A few weeks back I attended venture firm Accel Partners' New Data Workshop event and learned quite a bit about the state of what we are now commonly referring to as "big data" and the challenges that await the vendors trying to target this new way of slicing and dicing vast amounts of information.
One of the big takeaways for me was the realization that even with all of the processing power available nowadays, the amount of data is growing at such a rapid pace that people are simply looking to cope with the problem, rather than facing it head on.
The issue of processing large amounts of data is not necessarily new--most developers and IT staff can tell you about having too much information to deal with--but, the big difference is that there are new approaches, tools and technologies that can help alleviate the difficult in processing.
Over the course of the last 30 years or so the way that machines process transactions has changed, but so too has the vast amount of data that is being processed and collected, now with an eye toward real-time analysis of information.

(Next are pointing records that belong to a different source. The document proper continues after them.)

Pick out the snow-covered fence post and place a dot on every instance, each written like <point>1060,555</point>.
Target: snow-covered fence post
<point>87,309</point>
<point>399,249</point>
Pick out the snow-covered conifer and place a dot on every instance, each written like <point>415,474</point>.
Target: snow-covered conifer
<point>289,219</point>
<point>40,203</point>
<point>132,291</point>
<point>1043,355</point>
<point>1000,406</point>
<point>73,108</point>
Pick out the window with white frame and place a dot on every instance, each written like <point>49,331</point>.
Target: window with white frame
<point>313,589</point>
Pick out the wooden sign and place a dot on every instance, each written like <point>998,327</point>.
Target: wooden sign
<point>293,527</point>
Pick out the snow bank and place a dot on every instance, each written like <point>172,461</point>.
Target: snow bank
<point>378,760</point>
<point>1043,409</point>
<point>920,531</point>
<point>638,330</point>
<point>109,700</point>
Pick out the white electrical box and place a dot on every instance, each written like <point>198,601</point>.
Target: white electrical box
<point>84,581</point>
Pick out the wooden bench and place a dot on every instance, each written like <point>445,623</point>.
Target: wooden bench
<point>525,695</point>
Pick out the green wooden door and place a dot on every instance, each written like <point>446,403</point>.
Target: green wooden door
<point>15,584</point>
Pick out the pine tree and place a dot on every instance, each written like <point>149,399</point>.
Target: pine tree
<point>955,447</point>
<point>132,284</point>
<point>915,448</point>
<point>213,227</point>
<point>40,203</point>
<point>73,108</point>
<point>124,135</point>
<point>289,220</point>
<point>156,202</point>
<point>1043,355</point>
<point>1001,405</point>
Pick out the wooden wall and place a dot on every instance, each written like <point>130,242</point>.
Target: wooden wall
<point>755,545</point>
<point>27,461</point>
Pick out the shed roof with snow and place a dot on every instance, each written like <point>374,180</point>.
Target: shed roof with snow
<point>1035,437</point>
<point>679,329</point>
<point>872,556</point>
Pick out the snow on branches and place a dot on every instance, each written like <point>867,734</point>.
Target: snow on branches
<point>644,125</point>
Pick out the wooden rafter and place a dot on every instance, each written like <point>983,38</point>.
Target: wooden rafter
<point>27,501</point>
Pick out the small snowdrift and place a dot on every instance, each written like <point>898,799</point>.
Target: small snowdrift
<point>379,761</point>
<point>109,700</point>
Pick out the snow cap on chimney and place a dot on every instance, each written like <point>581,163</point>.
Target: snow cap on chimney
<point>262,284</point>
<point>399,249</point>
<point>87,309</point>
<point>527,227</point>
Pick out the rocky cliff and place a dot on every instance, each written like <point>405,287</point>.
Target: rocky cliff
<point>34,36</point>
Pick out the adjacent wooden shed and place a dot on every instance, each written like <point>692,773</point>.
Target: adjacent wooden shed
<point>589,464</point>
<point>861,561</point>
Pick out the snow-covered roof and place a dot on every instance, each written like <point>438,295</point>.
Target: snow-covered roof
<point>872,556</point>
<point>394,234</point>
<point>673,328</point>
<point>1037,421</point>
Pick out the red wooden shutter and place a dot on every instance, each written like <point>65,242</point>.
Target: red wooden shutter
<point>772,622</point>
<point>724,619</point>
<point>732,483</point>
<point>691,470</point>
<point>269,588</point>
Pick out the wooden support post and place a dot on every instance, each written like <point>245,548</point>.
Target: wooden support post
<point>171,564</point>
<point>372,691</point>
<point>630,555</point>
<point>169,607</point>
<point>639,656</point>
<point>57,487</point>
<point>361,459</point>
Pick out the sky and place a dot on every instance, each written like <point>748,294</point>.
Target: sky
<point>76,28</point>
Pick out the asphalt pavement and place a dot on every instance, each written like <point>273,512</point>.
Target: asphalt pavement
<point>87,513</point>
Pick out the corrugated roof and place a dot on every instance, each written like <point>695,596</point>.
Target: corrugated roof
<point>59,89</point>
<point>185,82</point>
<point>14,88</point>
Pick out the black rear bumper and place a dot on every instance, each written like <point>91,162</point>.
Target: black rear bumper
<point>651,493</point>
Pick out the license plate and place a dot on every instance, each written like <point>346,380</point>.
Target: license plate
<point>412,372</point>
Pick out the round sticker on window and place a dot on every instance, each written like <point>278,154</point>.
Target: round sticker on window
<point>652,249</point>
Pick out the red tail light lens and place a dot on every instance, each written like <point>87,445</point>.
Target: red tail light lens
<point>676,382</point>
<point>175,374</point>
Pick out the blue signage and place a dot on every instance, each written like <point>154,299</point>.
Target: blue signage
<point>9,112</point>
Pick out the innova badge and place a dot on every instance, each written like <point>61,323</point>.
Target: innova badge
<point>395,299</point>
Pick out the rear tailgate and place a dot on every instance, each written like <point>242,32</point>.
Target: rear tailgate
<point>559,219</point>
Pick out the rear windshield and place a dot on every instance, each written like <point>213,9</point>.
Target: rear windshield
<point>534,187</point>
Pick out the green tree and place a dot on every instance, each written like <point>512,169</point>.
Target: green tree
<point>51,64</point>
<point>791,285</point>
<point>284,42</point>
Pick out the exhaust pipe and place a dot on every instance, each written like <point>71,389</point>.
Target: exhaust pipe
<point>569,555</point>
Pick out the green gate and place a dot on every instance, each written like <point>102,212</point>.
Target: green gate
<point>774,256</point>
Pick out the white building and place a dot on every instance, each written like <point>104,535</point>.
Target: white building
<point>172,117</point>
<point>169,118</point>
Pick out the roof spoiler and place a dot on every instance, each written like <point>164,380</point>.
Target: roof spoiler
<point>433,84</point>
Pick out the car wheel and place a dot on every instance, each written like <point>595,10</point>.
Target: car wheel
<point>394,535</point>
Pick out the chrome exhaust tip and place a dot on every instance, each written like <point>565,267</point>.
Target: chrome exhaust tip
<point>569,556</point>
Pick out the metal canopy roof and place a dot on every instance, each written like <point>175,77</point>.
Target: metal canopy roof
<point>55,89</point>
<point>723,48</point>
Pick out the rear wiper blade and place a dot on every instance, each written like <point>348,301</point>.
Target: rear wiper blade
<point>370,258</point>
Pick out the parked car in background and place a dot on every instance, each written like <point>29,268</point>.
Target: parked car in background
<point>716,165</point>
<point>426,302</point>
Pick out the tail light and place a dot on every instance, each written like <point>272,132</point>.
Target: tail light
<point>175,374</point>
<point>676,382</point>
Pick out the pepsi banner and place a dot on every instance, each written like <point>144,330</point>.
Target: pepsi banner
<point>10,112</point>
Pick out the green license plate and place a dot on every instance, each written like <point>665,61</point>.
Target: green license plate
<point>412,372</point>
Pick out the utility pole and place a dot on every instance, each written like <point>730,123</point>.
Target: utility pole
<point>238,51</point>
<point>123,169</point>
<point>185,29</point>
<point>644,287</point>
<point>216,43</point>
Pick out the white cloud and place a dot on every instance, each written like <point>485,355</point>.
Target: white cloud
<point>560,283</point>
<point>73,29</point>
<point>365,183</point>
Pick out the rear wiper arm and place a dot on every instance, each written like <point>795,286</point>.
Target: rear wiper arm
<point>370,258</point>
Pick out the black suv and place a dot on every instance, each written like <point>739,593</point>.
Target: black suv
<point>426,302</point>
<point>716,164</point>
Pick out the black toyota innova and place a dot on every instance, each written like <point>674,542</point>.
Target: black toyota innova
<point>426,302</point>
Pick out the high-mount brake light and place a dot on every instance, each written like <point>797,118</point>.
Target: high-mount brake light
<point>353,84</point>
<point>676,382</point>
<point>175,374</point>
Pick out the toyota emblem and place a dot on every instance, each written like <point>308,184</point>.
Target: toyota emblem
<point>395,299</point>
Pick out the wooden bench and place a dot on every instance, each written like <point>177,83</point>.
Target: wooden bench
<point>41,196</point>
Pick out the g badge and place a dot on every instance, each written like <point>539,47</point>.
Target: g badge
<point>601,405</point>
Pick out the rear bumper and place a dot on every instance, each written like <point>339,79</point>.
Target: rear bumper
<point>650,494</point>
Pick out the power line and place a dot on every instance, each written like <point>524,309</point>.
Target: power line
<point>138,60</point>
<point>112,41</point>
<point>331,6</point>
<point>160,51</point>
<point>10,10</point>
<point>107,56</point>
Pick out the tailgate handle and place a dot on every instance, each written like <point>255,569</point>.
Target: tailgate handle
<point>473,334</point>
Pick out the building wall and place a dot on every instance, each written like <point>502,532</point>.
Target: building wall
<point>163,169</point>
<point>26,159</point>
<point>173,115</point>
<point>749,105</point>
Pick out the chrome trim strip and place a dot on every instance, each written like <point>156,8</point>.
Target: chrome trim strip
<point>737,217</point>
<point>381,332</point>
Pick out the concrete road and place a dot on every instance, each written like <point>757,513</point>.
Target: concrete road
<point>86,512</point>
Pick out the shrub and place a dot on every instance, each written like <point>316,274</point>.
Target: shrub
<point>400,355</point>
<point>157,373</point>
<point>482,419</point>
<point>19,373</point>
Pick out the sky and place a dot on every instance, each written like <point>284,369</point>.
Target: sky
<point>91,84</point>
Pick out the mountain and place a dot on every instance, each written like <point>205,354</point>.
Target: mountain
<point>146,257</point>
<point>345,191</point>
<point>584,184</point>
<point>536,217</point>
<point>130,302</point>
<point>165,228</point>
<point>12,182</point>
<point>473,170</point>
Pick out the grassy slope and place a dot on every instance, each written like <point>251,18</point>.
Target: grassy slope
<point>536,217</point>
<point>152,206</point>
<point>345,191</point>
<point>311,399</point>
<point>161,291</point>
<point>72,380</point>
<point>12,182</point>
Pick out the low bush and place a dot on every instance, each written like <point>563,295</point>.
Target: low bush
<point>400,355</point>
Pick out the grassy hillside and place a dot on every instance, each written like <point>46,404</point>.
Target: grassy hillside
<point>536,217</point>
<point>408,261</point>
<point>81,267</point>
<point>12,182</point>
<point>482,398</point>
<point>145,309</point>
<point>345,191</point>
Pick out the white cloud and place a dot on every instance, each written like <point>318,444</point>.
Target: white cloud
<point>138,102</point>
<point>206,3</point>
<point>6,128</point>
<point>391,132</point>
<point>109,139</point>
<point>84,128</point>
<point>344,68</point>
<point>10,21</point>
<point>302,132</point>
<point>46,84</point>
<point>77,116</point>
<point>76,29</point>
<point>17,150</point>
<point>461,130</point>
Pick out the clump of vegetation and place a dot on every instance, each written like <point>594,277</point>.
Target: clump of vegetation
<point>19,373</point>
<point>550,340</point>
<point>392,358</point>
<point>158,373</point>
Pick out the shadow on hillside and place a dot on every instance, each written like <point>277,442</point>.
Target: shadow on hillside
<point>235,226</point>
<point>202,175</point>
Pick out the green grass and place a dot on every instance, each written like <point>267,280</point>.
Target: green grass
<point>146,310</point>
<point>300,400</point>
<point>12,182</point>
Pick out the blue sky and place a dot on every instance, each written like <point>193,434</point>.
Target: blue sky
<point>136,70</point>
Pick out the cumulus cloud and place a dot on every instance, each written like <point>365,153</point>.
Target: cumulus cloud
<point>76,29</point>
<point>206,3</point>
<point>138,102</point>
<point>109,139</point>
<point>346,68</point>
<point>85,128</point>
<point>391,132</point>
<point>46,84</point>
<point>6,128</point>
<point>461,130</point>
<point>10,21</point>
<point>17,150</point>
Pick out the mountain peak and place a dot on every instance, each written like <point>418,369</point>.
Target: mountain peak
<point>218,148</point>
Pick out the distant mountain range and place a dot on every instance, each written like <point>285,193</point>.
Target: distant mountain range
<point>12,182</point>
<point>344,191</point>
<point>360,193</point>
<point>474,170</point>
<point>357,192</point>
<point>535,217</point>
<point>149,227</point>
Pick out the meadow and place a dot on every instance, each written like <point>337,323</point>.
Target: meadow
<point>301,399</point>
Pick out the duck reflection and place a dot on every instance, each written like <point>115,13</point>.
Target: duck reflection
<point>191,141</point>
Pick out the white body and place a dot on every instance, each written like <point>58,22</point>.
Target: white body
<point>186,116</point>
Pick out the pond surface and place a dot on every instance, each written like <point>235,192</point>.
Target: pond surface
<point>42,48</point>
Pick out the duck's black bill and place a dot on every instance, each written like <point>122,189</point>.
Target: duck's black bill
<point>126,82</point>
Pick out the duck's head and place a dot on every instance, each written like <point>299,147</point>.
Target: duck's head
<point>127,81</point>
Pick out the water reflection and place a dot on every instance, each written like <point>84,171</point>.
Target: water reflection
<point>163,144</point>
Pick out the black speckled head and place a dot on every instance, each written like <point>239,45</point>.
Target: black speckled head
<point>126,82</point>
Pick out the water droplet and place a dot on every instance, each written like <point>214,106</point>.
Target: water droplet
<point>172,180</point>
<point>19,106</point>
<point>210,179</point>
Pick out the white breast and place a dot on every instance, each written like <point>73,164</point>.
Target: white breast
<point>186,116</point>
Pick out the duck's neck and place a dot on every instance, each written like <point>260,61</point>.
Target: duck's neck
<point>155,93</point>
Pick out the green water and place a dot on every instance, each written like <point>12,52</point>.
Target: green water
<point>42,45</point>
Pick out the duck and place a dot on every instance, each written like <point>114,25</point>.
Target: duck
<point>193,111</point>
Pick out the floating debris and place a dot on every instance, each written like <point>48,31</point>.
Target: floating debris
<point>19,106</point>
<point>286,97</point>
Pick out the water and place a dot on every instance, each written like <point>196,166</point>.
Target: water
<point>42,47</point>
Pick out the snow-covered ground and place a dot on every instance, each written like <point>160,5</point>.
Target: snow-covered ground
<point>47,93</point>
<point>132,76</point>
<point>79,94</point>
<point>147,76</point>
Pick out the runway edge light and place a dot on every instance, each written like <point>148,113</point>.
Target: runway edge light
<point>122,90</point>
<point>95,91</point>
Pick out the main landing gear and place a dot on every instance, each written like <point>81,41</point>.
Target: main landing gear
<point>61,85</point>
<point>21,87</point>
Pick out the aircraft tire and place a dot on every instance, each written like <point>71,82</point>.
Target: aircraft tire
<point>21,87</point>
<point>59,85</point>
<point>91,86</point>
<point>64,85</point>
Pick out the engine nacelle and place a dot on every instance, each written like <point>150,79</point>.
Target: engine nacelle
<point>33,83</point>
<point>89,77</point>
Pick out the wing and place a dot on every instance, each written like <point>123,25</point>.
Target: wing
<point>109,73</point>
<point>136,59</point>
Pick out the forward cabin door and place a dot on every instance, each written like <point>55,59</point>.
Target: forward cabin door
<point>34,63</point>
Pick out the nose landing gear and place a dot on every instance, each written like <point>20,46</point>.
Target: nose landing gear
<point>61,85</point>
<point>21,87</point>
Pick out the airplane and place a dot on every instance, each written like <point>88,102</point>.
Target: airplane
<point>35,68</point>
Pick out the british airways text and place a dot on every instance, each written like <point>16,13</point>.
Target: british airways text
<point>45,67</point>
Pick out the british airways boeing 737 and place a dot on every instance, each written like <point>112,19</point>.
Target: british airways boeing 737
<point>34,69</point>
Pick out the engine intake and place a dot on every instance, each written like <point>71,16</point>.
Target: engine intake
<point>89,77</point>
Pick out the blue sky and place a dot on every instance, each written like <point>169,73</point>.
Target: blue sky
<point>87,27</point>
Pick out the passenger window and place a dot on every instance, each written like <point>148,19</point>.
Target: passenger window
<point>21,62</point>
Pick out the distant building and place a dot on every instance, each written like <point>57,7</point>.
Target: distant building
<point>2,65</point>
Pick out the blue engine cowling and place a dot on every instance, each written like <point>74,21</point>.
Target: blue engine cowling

This has led to the advent of a number of technologies that allow for data processing to be offloaded and managed in both structured and unstructured ways--examples include open-source projects like Memcached and Hadoop as well as NoSQL data storage mechanisms like Cassandra.
For the moment the blocking factor facing any and all of these technologies is the level of difficulty associated with using the software that wasn't initially designed to be used by less-skilled developers and IT staff.
Importantly, the rise of these big data products has introduced a new wave of vendors including Northscale (focused on Memcached and Membase), Cloudera (focused on Hadoop) and Riptano (focused on Cassandra) that have expertise in the technology and appear poised to ride the wave, assuming that enterprises are interested and willing to pay. (Disclosure: I am an advisor to Riptano.)
But there is no one specific technical approach that solves every problem, making it an interesting challenge for those attempting to implement these different products and also for the vendors trying to predict the future.
So while there are many ways to solve the problem the important thing is the approach. Monolithic legacy technologies are being replaced with distributed computational resources (often compute clouds) and relational databases can be replaced, or perhaps offset with NoSQL data stores that allow for extremely high volumes of transactions without requiring SQL-specific programmatic methods.
The question remains as to where these resources live, in a corporate data center or out on the Internet at providers like Amazon Web Services or Rackspace Cloud. Odds are a hybrid approach to processing and managing this data--both through internal compute clouds and public cloud offerings--is the path to success.
What remains to be seen is how quickly enterprises will make their way to the new world of big data, and how much consistency, in both application data and design matters across the variegated ways of customers currently manage their information.